Vietnam has made a similar set of commitments in its offers to China, reducing the average tariffs from 10% in 2014 to 2% by the 10th year, and eliminating tariffs on nearly 90% of the products imported from China. Vietnam does not have a list of products excluded from tariff cuts; it has a small list of 30 products covered by tariff rate quotas, which will enable the country to import a fixed quantity of these products at lower import tariffs, while imports exceeding this quantity would attract higher import tariffs.
Among the major economies in the region, Malaysia has among the lowest levels of protection and this will be reduced further as it implements its commitments under RCEP. As many as 86 products, or less than 1% of its traded products are in the exclusion list.
In contrast to the market access commitments under goods, the commitments in respect of services trade liberalisation under RCEP does look shallow in terms of the coverage of the sectors. Movement of natural persons, an area in which India had had considerable interest, is considerably restricted as RCEP members have allowed relatively limited market access only to individuals in managerial positions or those having high levels of skills.
In many ways the RCEP Agreement remains a work-in-progress as is evident from the text on investment rules. The dispute settlement procedures are yet to be written in, and therefore it will be interesting to see whether the controversial investor-state-dispute-settlement (ISDS) mechanism becomes a part of the agreement, to which India had voiced its opposition during the negotiations.

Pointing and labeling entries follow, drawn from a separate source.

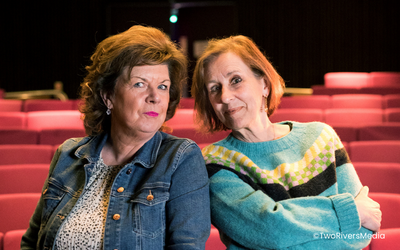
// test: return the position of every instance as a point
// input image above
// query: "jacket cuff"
(346, 211)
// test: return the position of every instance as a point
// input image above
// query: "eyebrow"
(227, 75)
(144, 79)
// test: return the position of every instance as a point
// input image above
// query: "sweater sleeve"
(255, 221)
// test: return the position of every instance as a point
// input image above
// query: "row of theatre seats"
(359, 83)
(26, 148)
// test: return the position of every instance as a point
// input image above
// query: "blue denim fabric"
(172, 169)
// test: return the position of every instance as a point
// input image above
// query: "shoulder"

Ever since India had walked away from the negotiating table, several RCEP members have spoken of their desire to get India re-engaged.
These efforts have now become “official” as prior to the signing of the deal, RCEP Ministers adopted a Declaration on India’s participation in the agreement, through which the door has been left open to India to join RCEP Agreement as an original signatory.
Further, India has been invited to participate in RCEP meetings as an observer and in economic cooperation activities undertaken by the RCEP members. The question is, have the circumstances under which India had distanced itself from the RCEP negotiations become any better for India to join the agreement anytime soon? The answer seems to be clearly in the negative as the concerns that India had raised, especially about the deep cuts in tariffs for imports from China, have become even more important over the past several months.
Finally, it is important to understand the significance of RCEP in terms of the political economy of trade policy. First, RCEP seems to be the definitive statement that could change the narrative on decoupling from China. Although the ASEAN members had taken the initiative to forge the regional partnership with a view to establishing “ASEAN centrality”, the agreement over RCEP could well cement the central role of China in this region. RCEP has also made it clear that although many of the signatory states have serious political differences with China, they are willing to strengthen their economic engagements with the world’s second largest economy.
Biswajit Dhar is a professor at the Centre for Economic Studies and Planning, Jawaharlal Nehru University.